Faktor risiko lain yang juga harus diperhatikan adalah berat badan berlebih (overweight), perokok, usia di atas 40 tahun, kehamilan, perjalanan panjang dengan mobil atau pesawat udara, penggunaan pil anti-hamil dan terapi hormon pengganti (hormone-replacement therapy), obat raloxifen untuk osteoporosis, dan tamoxifen untuk kanker payudara.

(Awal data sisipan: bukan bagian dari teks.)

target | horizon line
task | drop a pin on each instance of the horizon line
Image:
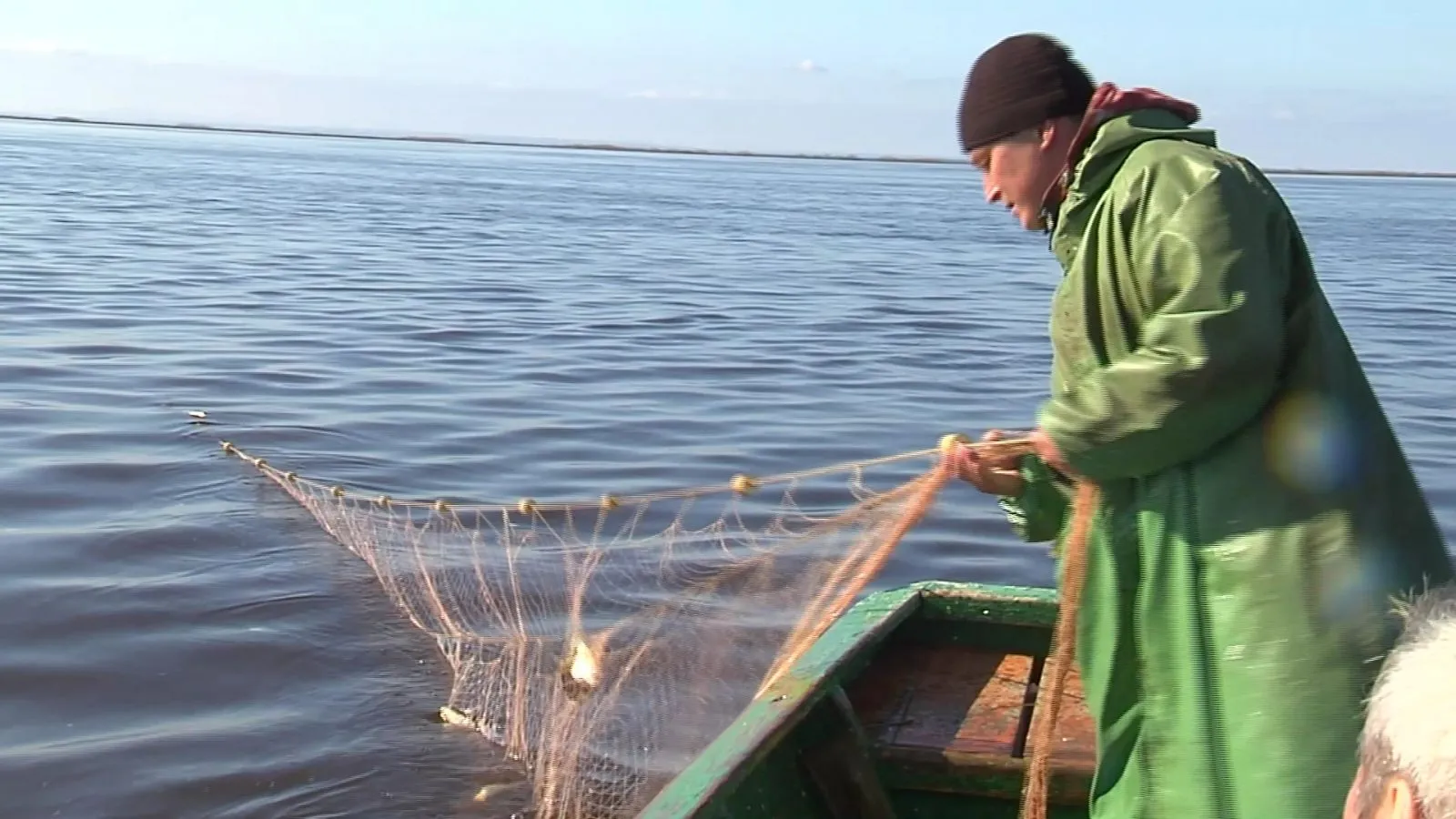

Di Inggris, setiap rumah sakit kini diwajibkan untuk menetapkan tingkat risiko VTE (venous thromboembolism) pada semua pasien yang dirawat, sebagai bagian dari peningkatan keamanan perawatan (patient safety).


Pengencer Darah

Pengobatan DVT dapat dilakukan dengan pemberian antikoagulan atau obat ‘pengencer darah’ (blood thinners), seperti heparin dan warfarin, untuk mencegah trombus membesar, lepas, dan ikut aliran darah sebagai emboli.


Heparin yang diberikan sebagai terapi awal DVT dapat menurunkan angka kematian akibat emboli paru 60–70 persen. Penggunaan obat anti-koagulan memerlukan waktu minimal beberapa bulan sebelum boleh dihentikan, dengan dosis yang disesuaikan menurut hasil pemeriksaan laboratorium berkala.


Pemakaian antikoagulan yang tepat dapat menurunkan angka kekambuhan trombosis dalam 3 bulan pertama. Saat menggunakan warfarin, perlu didukung pola makanan yang bervitamin K tinggi seperti sayuran hijau (bayam dan brokoli), teh hijau, hati sapi, dan hati ayam.


Penting untuk diingat adalah pencegahan trombosis dengan antikoagulan pada kelompok orang berisiko tinggi, lebih bermanfaat dibanding menunggu timbulnya trombosis dan mengobatinya.


Pasien dan keluarga juga harus memahami risiko setiap cara pengobatan yang digunakan, dan bila perlu selalu meminta pendapat dokter ahli lain (second opinion).